Olahan narasinya yang asyik ini adalah
satu alasan mengapa hamba bisa menuntaskan Little
Fires Everywhere
dalam dua hari, selain performa jajaran pemainnya yang mengagumkan.
Reese Witherspoon menjelma sebagai iblis manipulatif yang akan membuatmu
mengeluarkan segala sumpah serapah kepada Elena, sedangkan Kerry Washington
tampil begitu depresif sekaligus simpatik sampai-sampai saya juga geram bukan
kepalang di satu titik karena Pearl sempat menghardik Mia dan memuja-muja
Elena. Dasar anak durhaka! Tenggelam saja kau sana dengan ibu pujaanmu itu di
Samudra Atlantik! Kzl. Mesti diakui, Lexi Underwood mencuri perhatian sebagai
remaja yang mencari jati diri dengan chemistry
meyakinkan yang dibentuknya bersama Washington.
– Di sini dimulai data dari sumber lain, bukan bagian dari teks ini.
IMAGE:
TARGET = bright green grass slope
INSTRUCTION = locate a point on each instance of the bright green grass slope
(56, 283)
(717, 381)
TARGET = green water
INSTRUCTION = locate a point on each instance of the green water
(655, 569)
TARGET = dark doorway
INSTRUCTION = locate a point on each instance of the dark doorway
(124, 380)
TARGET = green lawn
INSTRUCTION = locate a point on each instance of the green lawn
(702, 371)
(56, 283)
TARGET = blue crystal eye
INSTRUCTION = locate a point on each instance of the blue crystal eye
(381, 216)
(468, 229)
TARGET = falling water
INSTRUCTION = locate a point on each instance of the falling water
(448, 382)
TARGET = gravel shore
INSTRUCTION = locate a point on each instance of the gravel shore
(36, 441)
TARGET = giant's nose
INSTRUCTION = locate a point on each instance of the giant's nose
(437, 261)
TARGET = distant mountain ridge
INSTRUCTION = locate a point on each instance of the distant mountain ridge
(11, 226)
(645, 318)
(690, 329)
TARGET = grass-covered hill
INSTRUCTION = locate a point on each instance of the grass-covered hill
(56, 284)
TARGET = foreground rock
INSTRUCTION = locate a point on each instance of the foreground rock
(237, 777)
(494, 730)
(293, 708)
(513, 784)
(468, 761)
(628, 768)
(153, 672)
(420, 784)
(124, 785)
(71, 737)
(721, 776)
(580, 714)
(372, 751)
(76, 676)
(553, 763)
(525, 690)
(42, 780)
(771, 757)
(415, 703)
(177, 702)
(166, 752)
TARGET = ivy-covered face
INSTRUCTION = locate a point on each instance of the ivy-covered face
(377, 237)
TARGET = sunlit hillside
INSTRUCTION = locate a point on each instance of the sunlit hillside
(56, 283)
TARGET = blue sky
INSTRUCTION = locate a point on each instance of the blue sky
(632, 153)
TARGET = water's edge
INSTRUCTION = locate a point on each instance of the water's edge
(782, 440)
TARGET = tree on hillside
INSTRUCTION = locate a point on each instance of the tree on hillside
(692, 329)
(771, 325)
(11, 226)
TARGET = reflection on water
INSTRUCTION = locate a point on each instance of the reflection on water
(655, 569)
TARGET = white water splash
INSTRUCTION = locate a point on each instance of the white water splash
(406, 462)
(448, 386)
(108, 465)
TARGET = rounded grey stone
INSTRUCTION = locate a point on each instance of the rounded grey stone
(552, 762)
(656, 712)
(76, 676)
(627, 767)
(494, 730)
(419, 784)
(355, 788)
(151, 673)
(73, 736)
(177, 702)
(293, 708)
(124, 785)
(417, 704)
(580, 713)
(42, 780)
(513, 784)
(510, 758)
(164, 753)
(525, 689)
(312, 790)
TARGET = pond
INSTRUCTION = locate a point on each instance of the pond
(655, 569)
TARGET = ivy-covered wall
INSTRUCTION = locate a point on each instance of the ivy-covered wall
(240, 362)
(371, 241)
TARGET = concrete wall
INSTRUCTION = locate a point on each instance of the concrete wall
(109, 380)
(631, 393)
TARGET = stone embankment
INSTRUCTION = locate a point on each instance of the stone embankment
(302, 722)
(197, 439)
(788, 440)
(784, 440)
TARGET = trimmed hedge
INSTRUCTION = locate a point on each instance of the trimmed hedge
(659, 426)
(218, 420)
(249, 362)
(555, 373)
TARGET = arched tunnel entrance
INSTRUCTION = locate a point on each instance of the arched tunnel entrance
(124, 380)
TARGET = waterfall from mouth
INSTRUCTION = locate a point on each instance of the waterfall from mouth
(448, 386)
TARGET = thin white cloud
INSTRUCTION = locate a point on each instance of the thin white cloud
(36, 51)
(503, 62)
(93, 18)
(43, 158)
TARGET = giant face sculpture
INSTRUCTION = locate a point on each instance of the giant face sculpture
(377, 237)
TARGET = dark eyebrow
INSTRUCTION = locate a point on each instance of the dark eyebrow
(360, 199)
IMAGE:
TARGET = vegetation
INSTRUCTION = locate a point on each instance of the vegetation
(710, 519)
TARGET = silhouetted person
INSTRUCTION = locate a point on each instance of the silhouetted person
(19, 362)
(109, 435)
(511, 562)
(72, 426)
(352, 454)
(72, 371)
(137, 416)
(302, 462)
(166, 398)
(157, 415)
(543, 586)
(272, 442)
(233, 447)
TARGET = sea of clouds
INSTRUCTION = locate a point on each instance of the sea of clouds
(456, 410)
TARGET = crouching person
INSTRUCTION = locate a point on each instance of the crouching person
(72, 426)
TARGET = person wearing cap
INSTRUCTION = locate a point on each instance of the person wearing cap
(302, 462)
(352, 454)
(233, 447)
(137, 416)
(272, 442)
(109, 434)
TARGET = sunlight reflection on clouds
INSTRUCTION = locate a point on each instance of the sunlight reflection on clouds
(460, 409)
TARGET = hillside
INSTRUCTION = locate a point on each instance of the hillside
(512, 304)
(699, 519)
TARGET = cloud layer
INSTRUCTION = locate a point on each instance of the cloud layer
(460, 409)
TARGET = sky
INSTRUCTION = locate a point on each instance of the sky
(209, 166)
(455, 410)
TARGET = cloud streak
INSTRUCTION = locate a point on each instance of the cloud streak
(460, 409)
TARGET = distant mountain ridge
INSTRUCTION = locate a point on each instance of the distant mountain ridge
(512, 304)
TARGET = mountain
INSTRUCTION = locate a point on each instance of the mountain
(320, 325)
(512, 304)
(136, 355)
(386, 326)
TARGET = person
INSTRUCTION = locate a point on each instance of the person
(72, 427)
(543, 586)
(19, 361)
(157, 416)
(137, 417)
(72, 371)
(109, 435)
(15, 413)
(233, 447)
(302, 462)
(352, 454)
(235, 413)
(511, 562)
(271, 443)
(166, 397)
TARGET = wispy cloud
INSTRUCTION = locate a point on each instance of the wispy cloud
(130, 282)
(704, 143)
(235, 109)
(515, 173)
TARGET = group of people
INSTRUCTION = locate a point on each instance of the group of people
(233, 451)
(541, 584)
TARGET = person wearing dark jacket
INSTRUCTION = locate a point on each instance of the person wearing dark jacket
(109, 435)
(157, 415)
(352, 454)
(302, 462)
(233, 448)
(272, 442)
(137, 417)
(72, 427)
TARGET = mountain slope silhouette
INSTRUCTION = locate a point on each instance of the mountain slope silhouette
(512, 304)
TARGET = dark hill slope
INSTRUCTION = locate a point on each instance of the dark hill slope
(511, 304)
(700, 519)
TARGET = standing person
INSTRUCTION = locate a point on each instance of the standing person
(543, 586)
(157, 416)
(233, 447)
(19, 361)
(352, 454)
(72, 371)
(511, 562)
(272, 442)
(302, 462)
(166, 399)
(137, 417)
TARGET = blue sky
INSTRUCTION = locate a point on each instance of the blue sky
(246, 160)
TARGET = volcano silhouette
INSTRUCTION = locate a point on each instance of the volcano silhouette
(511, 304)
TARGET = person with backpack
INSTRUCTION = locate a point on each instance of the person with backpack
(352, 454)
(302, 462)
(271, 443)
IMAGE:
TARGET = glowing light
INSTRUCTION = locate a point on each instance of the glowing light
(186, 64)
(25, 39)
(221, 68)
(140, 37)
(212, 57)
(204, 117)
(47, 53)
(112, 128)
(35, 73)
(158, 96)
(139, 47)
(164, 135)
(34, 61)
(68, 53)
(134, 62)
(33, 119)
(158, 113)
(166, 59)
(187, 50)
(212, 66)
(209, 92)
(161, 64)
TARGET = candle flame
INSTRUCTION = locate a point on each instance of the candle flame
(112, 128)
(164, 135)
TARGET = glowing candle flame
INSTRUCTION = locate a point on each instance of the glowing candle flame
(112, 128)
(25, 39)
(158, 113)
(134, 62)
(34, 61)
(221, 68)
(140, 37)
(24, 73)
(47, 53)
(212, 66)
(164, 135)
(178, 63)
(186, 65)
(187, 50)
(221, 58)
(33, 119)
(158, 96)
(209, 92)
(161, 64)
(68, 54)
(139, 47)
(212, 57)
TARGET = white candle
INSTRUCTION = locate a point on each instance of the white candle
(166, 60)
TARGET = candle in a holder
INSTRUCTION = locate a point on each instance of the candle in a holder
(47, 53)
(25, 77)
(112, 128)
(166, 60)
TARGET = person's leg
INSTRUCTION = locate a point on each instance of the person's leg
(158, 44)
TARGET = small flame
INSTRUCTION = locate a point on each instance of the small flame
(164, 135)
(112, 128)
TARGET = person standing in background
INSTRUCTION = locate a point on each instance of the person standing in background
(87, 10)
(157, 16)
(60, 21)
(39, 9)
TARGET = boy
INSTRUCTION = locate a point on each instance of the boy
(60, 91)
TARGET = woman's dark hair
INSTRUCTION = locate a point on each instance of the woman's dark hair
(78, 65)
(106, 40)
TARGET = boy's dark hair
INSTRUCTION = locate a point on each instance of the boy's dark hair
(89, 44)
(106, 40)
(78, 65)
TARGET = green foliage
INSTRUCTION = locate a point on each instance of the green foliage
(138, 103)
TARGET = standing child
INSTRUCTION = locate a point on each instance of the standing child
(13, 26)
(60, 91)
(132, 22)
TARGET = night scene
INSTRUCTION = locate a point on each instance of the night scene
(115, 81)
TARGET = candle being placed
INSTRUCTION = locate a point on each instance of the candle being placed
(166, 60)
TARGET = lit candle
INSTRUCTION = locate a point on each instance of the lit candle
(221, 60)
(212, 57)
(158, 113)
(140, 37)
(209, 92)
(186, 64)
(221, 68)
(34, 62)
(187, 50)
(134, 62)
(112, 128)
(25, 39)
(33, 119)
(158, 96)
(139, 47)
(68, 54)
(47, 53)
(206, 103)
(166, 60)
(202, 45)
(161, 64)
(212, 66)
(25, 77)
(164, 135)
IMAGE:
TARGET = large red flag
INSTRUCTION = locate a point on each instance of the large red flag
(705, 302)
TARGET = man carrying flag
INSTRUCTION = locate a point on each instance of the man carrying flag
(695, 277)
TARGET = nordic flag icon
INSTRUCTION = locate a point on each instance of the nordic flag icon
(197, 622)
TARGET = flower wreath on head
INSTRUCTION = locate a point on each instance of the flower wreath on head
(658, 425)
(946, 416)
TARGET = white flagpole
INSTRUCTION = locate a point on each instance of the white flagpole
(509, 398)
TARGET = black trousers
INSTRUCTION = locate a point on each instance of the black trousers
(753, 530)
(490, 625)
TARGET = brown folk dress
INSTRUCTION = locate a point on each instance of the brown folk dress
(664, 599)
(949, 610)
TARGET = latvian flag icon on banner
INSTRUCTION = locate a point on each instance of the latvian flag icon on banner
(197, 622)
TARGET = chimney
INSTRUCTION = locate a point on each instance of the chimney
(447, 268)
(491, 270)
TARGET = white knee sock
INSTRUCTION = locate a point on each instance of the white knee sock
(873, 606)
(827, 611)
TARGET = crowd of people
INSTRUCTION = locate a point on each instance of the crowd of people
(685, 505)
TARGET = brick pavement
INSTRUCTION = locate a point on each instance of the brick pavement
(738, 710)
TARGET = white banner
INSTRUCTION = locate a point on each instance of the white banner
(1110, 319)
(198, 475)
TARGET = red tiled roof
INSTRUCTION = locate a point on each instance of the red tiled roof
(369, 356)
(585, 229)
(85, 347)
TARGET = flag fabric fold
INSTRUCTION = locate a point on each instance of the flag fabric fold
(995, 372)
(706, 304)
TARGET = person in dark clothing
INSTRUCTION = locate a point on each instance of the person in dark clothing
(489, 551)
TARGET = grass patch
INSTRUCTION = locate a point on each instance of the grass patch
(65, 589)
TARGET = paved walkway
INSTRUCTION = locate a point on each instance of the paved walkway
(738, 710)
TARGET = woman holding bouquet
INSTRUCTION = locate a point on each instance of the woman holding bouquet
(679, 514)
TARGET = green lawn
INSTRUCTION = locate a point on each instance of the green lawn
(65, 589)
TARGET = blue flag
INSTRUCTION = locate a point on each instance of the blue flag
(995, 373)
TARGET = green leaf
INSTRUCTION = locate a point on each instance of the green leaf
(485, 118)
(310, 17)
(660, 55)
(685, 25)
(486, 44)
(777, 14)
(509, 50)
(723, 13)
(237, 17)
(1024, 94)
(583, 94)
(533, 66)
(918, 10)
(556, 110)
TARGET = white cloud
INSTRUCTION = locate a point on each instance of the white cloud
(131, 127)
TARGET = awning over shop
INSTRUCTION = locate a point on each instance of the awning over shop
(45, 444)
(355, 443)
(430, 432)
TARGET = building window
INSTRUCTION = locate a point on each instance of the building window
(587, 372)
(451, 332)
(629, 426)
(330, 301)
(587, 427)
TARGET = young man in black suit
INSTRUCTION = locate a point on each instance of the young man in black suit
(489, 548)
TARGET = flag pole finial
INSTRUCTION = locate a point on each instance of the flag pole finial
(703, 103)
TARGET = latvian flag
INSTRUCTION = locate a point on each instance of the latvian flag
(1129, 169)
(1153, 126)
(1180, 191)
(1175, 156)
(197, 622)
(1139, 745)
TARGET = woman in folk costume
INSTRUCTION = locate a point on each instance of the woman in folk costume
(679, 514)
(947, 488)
Pemain remaja lain yang patut
pula mendapat kredit adalah pendatang baru Megan Stott yang menunjukkan
penolakan kepada Elena secara terang-terangan. Celetukannya tak saja cerdas,
tetapi juga nyelekit sehingga tak jarang saya sampai terbahak-bahak melihat
caranya menghadapi sikap otoriter sang ibu. Bersama dengan Mia, Izzy mempersembahkan
momen emosional yang mengundang cucuran air mata. Dia adalah karakter yang akan
saya beri pelukan hangat secara sukarela, alih-alih saya harapkan untuk
tenggelam atau terbakar seperti karakter-karakter lain dalam miniseri ini.
Percayalah, walau saya hanya menyinggung soal betapa menjengkelkannya Elena dan
Pearl, masih ada komplotan lain yang menguji kesabaran di Little Fires Everywhere yang tidak saya sarankan untuk ditonton
apabila kondisi mentalmu sedang tak bersahabat.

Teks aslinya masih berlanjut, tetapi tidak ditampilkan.